Their worlds are about to collide: Stewart and his dad are moving in with Ashley and her mom. Stewart is trying to be 89.9% happy about it even as he struggles to fit in at his new school. But Ashley is 100% horrified and can’t get used to her completely awkward home, which is now filled with some rather questionable décor. And things are about to get a whole lot more mixed up when these two very different people attract the attention of school junk Jared…
Hysterically funny, tender and offbeat, We Are All Made of Molecules is about first impressions, false impressions and totally making the wrong impression.
Ever since the first proof copies started coming through letterboxes, all I’ve heard about We Are All Made of Molecules is how beautiful and sweet and funny it is. It’s all true.
Stewart and Ashley couldn’t be more different and now they’re under the same roof and their parents are madly in love. Stewart is 13 and he’s Gifted. He’s polite, kind, insanely clever and tells a great geeky joke. Ashley is 14. She’s the queen bee of her grade, has the perfect wardrobe and her sights on the gorgeous new boy. Unsurprisingly, they clash big time.

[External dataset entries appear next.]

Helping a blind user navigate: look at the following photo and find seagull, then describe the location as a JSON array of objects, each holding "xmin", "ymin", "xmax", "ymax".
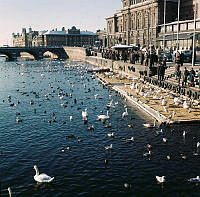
[
  {"xmin": 8, "ymin": 187, "xmax": 12, "ymax": 197},
  {"xmin": 143, "ymin": 150, "xmax": 151, "ymax": 157},
  {"xmin": 156, "ymin": 176, "xmax": 165, "ymax": 183},
  {"xmin": 105, "ymin": 144, "xmax": 113, "ymax": 150},
  {"xmin": 34, "ymin": 165, "xmax": 54, "ymax": 183},
  {"xmin": 97, "ymin": 111, "xmax": 110, "ymax": 122},
  {"xmin": 188, "ymin": 176, "xmax": 200, "ymax": 183},
  {"xmin": 126, "ymin": 137, "xmax": 134, "ymax": 142}
]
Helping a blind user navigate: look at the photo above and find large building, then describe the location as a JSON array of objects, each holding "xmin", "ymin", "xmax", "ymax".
[
  {"xmin": 106, "ymin": 0, "xmax": 177, "ymax": 47},
  {"xmin": 157, "ymin": 0, "xmax": 200, "ymax": 50},
  {"xmin": 12, "ymin": 26, "xmax": 98, "ymax": 47}
]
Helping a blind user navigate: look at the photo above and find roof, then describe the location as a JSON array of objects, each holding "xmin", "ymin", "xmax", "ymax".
[
  {"xmin": 44, "ymin": 31, "xmax": 66, "ymax": 36},
  {"xmin": 157, "ymin": 33, "xmax": 193, "ymax": 41}
]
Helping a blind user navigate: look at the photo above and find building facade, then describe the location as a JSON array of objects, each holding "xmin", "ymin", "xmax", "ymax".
[
  {"xmin": 106, "ymin": 0, "xmax": 177, "ymax": 47},
  {"xmin": 12, "ymin": 26, "xmax": 98, "ymax": 47},
  {"xmin": 157, "ymin": 0, "xmax": 200, "ymax": 50}
]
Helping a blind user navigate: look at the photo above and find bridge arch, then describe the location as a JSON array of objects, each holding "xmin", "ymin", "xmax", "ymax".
[{"xmin": 42, "ymin": 50, "xmax": 59, "ymax": 59}]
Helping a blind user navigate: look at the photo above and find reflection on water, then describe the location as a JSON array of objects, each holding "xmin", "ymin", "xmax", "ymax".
[{"xmin": 0, "ymin": 60, "xmax": 200, "ymax": 197}]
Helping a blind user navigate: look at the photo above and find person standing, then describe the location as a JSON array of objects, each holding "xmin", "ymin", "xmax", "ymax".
[{"xmin": 182, "ymin": 67, "xmax": 188, "ymax": 86}]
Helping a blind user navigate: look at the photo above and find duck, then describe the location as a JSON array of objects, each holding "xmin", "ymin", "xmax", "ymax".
[
  {"xmin": 188, "ymin": 176, "xmax": 200, "ymax": 183},
  {"xmin": 122, "ymin": 108, "xmax": 128, "ymax": 118},
  {"xmin": 97, "ymin": 111, "xmax": 110, "ymax": 122},
  {"xmin": 126, "ymin": 137, "xmax": 134, "ymax": 142},
  {"xmin": 161, "ymin": 99, "xmax": 167, "ymax": 106},
  {"xmin": 143, "ymin": 120, "xmax": 156, "ymax": 128},
  {"xmin": 82, "ymin": 108, "xmax": 88, "ymax": 120},
  {"xmin": 183, "ymin": 101, "xmax": 190, "ymax": 109},
  {"xmin": 143, "ymin": 150, "xmax": 151, "ymax": 157},
  {"xmin": 105, "ymin": 144, "xmax": 113, "ymax": 150},
  {"xmin": 156, "ymin": 176, "xmax": 165, "ymax": 183},
  {"xmin": 34, "ymin": 165, "xmax": 54, "ymax": 183},
  {"xmin": 107, "ymin": 132, "xmax": 115, "ymax": 137}
]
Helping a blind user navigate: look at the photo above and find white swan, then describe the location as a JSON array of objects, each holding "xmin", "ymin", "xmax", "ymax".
[
  {"xmin": 34, "ymin": 165, "xmax": 54, "ymax": 183},
  {"xmin": 107, "ymin": 132, "xmax": 115, "ymax": 137},
  {"xmin": 156, "ymin": 176, "xmax": 165, "ymax": 183},
  {"xmin": 188, "ymin": 176, "xmax": 200, "ymax": 182},
  {"xmin": 8, "ymin": 187, "xmax": 12, "ymax": 197},
  {"xmin": 161, "ymin": 99, "xmax": 167, "ymax": 106},
  {"xmin": 122, "ymin": 108, "xmax": 128, "ymax": 118},
  {"xmin": 97, "ymin": 111, "xmax": 110, "ymax": 122},
  {"xmin": 82, "ymin": 108, "xmax": 88, "ymax": 120},
  {"xmin": 183, "ymin": 101, "xmax": 190, "ymax": 109}
]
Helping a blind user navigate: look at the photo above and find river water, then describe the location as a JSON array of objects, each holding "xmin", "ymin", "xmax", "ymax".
[{"xmin": 0, "ymin": 59, "xmax": 200, "ymax": 197}]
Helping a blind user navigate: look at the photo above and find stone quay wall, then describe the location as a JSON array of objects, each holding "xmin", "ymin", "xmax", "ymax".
[{"xmin": 85, "ymin": 56, "xmax": 148, "ymax": 77}]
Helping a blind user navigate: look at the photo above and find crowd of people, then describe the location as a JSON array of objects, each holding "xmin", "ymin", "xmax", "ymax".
[{"xmin": 88, "ymin": 46, "xmax": 200, "ymax": 87}]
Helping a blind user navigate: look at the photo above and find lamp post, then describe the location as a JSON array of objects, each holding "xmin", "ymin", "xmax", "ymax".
[
  {"xmin": 176, "ymin": 0, "xmax": 180, "ymax": 50},
  {"xmin": 163, "ymin": 0, "xmax": 166, "ymax": 50},
  {"xmin": 192, "ymin": 4, "xmax": 196, "ymax": 66}
]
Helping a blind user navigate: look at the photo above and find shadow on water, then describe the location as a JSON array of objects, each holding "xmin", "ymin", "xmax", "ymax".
[{"xmin": 0, "ymin": 61, "xmax": 200, "ymax": 197}]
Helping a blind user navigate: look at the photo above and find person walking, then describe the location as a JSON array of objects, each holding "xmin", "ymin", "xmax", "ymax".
[
  {"xmin": 182, "ymin": 67, "xmax": 188, "ymax": 86},
  {"xmin": 189, "ymin": 68, "xmax": 196, "ymax": 87}
]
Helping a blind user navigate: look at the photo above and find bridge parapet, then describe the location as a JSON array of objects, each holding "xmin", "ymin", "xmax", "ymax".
[{"xmin": 0, "ymin": 47, "xmax": 69, "ymax": 61}]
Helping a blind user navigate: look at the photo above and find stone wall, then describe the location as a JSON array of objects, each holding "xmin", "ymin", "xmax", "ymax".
[
  {"xmin": 64, "ymin": 47, "xmax": 86, "ymax": 61},
  {"xmin": 85, "ymin": 56, "xmax": 148, "ymax": 77}
]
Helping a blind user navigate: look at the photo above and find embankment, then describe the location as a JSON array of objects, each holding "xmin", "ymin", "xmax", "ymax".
[{"xmin": 64, "ymin": 47, "xmax": 86, "ymax": 61}]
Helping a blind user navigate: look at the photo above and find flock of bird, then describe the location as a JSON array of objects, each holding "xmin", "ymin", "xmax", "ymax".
[
  {"xmin": 3, "ymin": 61, "xmax": 200, "ymax": 197},
  {"xmin": 130, "ymin": 78, "xmax": 200, "ymax": 120}
]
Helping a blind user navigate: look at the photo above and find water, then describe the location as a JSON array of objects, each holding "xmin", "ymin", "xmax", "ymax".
[{"xmin": 0, "ymin": 60, "xmax": 200, "ymax": 197}]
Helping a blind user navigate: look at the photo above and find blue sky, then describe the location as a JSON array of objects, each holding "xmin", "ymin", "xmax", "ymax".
[{"xmin": 0, "ymin": 0, "xmax": 122, "ymax": 45}]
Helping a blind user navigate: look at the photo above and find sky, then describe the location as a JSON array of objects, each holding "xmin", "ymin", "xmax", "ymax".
[{"xmin": 0, "ymin": 0, "xmax": 122, "ymax": 46}]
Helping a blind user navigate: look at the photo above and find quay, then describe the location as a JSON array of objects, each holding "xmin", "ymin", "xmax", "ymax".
[{"xmin": 86, "ymin": 57, "xmax": 200, "ymax": 124}]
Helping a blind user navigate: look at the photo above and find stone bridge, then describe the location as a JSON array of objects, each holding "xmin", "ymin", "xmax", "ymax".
[{"xmin": 0, "ymin": 47, "xmax": 69, "ymax": 61}]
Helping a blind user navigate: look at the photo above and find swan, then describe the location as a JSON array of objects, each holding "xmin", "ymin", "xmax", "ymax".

I actually really loved both characters. At first I was expecting to really dislike Ashley – she’s mean and angry and selfish, but she’s a 14 and that’s HARD. She’s struggling with her parents’ split, she’s angry at Stewart and his dad for moving in, she struggles at school (academia isn’t her thing) and she’s fighting to stay at the top of the social ladder, pushing her friends down before they can topple her. And she has a huge crush, as well. I really felt for her. Ashley isn’t inherently mean, she just has a lot to deal with and she does that in the wrong way, but she’s hurting and it makes sense.

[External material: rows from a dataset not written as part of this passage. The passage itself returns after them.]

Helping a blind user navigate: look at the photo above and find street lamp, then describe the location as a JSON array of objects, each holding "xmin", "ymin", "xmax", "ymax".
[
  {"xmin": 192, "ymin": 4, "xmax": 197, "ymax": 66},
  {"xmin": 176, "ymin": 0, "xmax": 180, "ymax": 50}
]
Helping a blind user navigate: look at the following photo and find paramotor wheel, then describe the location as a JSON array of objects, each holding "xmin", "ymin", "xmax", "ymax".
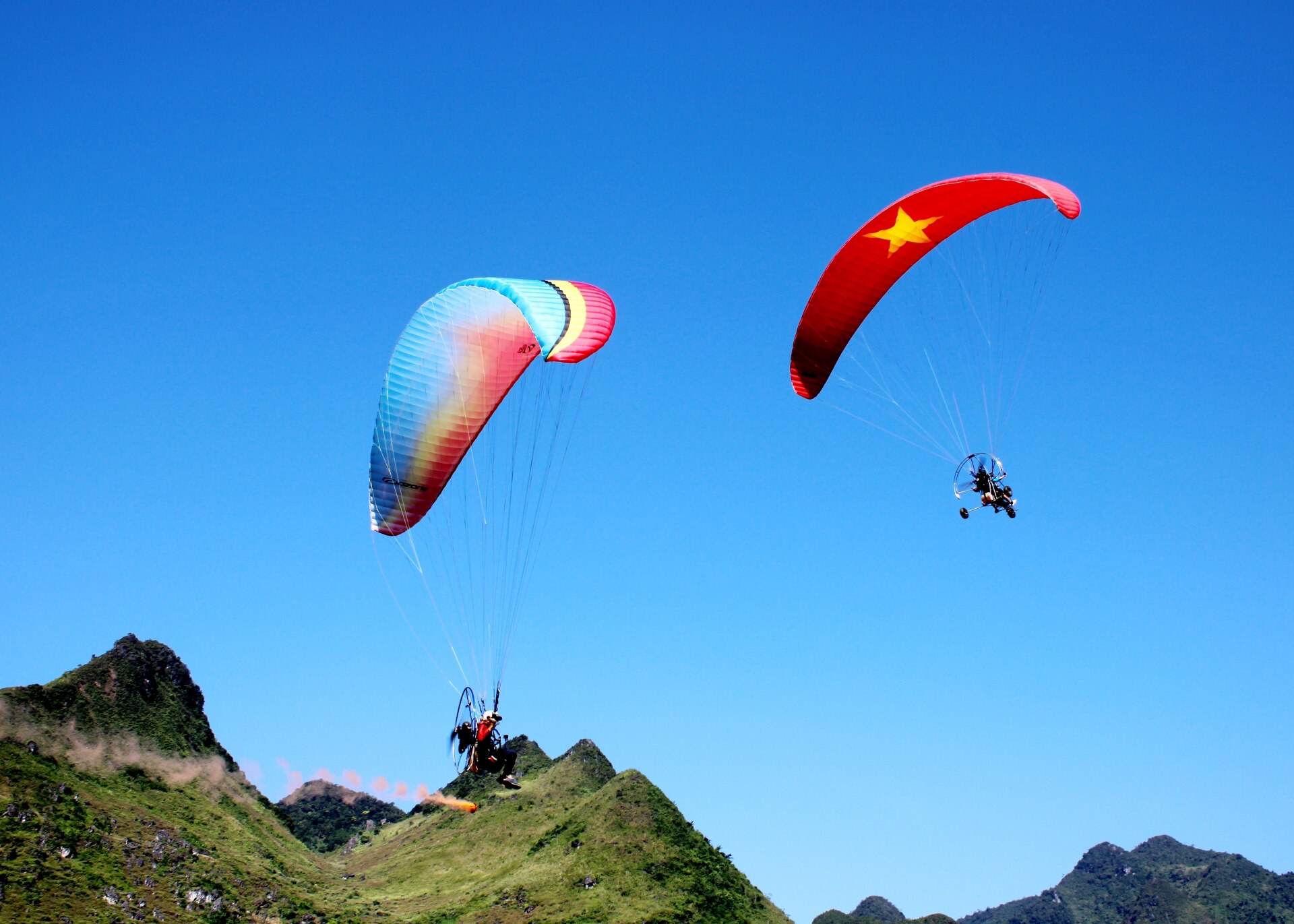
[
  {"xmin": 449, "ymin": 687, "xmax": 480, "ymax": 772},
  {"xmin": 952, "ymin": 453, "xmax": 1007, "ymax": 497}
]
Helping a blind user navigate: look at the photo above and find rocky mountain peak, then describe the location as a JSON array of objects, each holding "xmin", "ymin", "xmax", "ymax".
[{"xmin": 0, "ymin": 634, "xmax": 235, "ymax": 768}]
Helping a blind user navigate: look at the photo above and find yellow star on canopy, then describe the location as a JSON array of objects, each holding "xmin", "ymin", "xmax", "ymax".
[{"xmin": 863, "ymin": 206, "xmax": 944, "ymax": 256}]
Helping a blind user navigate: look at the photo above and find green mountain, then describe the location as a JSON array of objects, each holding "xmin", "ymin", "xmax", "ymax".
[
  {"xmin": 962, "ymin": 836, "xmax": 1294, "ymax": 924},
  {"xmin": 814, "ymin": 836, "xmax": 1294, "ymax": 924},
  {"xmin": 813, "ymin": 896, "xmax": 954, "ymax": 924},
  {"xmin": 278, "ymin": 779, "xmax": 405, "ymax": 853},
  {"xmin": 0, "ymin": 636, "xmax": 788, "ymax": 924}
]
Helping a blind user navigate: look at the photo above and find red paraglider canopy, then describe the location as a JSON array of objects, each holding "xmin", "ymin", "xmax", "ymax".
[{"xmin": 791, "ymin": 173, "xmax": 1079, "ymax": 398}]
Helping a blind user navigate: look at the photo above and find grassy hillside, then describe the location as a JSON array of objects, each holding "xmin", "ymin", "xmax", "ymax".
[
  {"xmin": 347, "ymin": 741, "xmax": 787, "ymax": 924},
  {"xmin": 962, "ymin": 836, "xmax": 1294, "ymax": 924},
  {"xmin": 0, "ymin": 740, "xmax": 349, "ymax": 924},
  {"xmin": 0, "ymin": 637, "xmax": 787, "ymax": 924}
]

Ashley’s situation became even more important as she started seeing the aforementioned new boy, Jared. Even though he’d been bullying Stewart, Ashley becomes immediately wrapped up in him, until the cracks start to show. He’s pushy and forceful, he’s cruel, he’s homophobic and a complete shit. I loved how Jared’s actions demonstrated so clearly that Ashley wasn’t mean at heart – she just made a fair few mistakes – whereas Jared is disgusting. I hated the way that Ashley let him get way with in the beginning as that’s what she was supposed to do. It made my heart ache. Luckily, Stewart was able to sweep in.
Early in his school career, Stewart had been moved to a school designed specifically to cope with his advanced intelligence and lack of social skills, but real high school is a jungle. And yet he stayed true to himself and fought for his friends and his new family. I definitely think this difference has to do with intelligence, but also in socialisation of gender – boys can generally get away with being a little weird, for girls like Ashley, that’s social suicide. He knew what Jared was doing and saying was wrong and he acted on it. He defended the girl that had been nothing but mean to him since he moved in because it was the right thing to do.

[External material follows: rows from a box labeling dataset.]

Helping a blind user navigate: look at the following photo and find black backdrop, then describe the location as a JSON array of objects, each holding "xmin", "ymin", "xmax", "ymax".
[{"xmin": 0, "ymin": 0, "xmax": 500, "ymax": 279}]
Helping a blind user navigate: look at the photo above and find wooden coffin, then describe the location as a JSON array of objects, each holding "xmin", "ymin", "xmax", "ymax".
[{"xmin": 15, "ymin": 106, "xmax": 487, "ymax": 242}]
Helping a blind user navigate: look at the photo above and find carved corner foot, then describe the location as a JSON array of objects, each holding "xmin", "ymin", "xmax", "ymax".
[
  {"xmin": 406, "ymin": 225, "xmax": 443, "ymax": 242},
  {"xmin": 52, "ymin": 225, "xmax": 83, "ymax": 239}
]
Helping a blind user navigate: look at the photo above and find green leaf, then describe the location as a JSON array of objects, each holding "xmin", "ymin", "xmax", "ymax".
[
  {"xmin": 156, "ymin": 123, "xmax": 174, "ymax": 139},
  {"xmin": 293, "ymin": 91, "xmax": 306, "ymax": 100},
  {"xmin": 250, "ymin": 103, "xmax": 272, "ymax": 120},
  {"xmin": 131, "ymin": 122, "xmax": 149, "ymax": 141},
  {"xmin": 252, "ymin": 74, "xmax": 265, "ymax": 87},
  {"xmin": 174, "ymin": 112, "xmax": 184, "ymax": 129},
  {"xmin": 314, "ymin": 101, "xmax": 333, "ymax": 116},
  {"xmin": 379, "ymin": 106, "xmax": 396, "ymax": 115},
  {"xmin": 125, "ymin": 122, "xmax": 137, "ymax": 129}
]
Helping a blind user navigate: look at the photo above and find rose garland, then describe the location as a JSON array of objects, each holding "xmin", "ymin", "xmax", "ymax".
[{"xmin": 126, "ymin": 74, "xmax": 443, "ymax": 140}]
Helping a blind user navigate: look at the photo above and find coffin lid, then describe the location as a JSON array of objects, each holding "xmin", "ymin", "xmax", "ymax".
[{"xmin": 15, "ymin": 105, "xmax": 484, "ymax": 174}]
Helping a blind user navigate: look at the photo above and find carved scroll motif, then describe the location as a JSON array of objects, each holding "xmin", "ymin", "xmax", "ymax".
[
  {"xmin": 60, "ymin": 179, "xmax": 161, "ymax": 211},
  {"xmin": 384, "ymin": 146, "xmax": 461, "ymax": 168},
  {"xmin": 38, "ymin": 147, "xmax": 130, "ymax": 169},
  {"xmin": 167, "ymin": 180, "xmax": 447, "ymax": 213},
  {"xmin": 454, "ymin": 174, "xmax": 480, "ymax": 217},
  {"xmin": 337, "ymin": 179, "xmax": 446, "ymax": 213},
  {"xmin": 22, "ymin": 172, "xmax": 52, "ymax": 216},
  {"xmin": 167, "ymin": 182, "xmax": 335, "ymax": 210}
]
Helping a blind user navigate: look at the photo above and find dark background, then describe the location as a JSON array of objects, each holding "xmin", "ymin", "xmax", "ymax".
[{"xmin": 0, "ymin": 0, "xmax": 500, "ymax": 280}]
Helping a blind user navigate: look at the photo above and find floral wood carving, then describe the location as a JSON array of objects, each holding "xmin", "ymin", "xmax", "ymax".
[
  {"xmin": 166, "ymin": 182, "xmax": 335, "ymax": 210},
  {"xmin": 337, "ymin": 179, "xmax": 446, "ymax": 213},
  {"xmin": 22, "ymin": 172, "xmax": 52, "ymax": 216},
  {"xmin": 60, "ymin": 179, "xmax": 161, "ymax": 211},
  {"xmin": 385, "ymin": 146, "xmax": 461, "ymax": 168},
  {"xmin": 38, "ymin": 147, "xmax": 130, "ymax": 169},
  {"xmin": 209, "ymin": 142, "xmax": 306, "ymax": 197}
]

Against all of the struggles with moving from his childhood home and forging a new family, Stewart is also grieving the loss of his mother still. The guilt he felt at moving into Caroline and Ashley’s house and putting his old life into storage tore at my heart – I really do understand how that feels – and how he felt the need to take a few minutes every day just to think or her and remember her, wrapped in her old afghan broke my heart. Losing a parent is impossibly difficult and moving onto new parts of your life without them is even harder in some ways. I think Susin Nielsen’s depiction of grief was picture perfect and she turned Stewart’s love and grief for his mum into something so lovely and so sad. So wonderfully done.
This review is both a bit rambly and a bit vague, but what I’m trying to say is that We Are All Made of Molecules is a sweet, funny, touching and incredibly important book. It’s a story of family, friendship and being brave enough to stand up for yourself and those you love.